Introduction

Urticaria is widely considered a heterogeneous group of diseases that share a distinct skin reaction pattern: the development of urticarial skin lesions. Chronic spontaneous urticaria (CSU) is characterised by episodic itchy wheals that occur on most days of the week for more than six weeks without an evident triggering stimulus within 24 h [1]. The pathogenesis of this condition is complex. Despite careful clinical and laboratory investigations, a clear cause of CSU cannot be identified in approximately 75% of patients, and treatment is ineffective.

CSU can be caused by autoreactivity/autoimmunity in at least one-third of patients [2] and is more often associated with autoimmune diseases (e.g. thyreopathies, celiac disease, rheumatoid arthritis, systemic lupus erythematosus, Sjögren's syndrome, and type 1 diabetes mellitus) [3]. Several studies have raised concerns regarding the possible connection between chronic urticaria and infection, where an autoreactive immune response may be activated in predisposed patients. Infections of the gastrointestinal tract, such as Helicobacter pylori (H. pylori) infections, viral hepatitis, and parasitosis, may be associated with CSU [4]. The association of chronic urticaria with haematological malignancies has rarely been described. Furthermore, chronic inducible urticaria is less common, and its manifestation depends on the presence of specific triggers, such as physical stimuli, stress, food antigens, and drugs; however, both forms can occur simultaneously.

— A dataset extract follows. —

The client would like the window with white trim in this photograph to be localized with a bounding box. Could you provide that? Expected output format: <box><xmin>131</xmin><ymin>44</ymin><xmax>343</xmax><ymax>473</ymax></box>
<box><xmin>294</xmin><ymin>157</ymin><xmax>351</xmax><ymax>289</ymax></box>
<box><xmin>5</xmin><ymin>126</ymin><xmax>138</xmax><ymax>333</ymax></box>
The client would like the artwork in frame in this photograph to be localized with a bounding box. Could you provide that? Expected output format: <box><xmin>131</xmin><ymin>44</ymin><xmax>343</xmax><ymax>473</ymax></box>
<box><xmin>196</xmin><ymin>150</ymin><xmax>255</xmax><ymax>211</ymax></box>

Autoimmune atrophic gastritis (AAG) is a well-established gastric pathological condition in adults; however, it is rarely described in paediatric patients. AAG is a chronic immune-mediated inflammatory disease characterised by the destruction of the oxyntic mucosa in the gastric body and fundus, mucosal atrophy, metaplastic changes, and the presence of two types of circulating autoantibodies: anti-parietal cell (APCA) and anti-intrinsic factor (AIFA) antibodies [5]. The parietal cells are destroyed by an immune-mediated process leading to hypo- or achlorhydria, which stimulates gastrin-producing G cells in the anthroduodenal region, leading to abnormally elevated gastrin levels, which stimulate gastric proliferation of enterochromaffin-like (ECL) cells. Long-term (and in the absence of parietal cells, ineffective) stimulation of ECL cells leads to hyperplasia, possibly even their transformation into neuroendocrine tumours (NETs) [6]. In advanced stages, when ECL cells become hyperplastic, histamine leaks into the bloodstream. Excess histamine in patients with AAG could trigger the emergence of chronic urticaria, contributing to its further progress.

The connection between gastrointestinal diseases and CSU has long been intensively investigated; however, our knowledge regarding the potential AAG pathogenetic mechanisms and the exact players that trigger CSU remains elusive; therefore, proactive case-finding strategies are needed. In this review, we focus on new pathophysiological aspects of AAG, including hyperplastic ECL cells producing histamine, as potential triggers for CSU. Therefore, close attention should be paid to the occurrence of AAG in children with a history of CSU.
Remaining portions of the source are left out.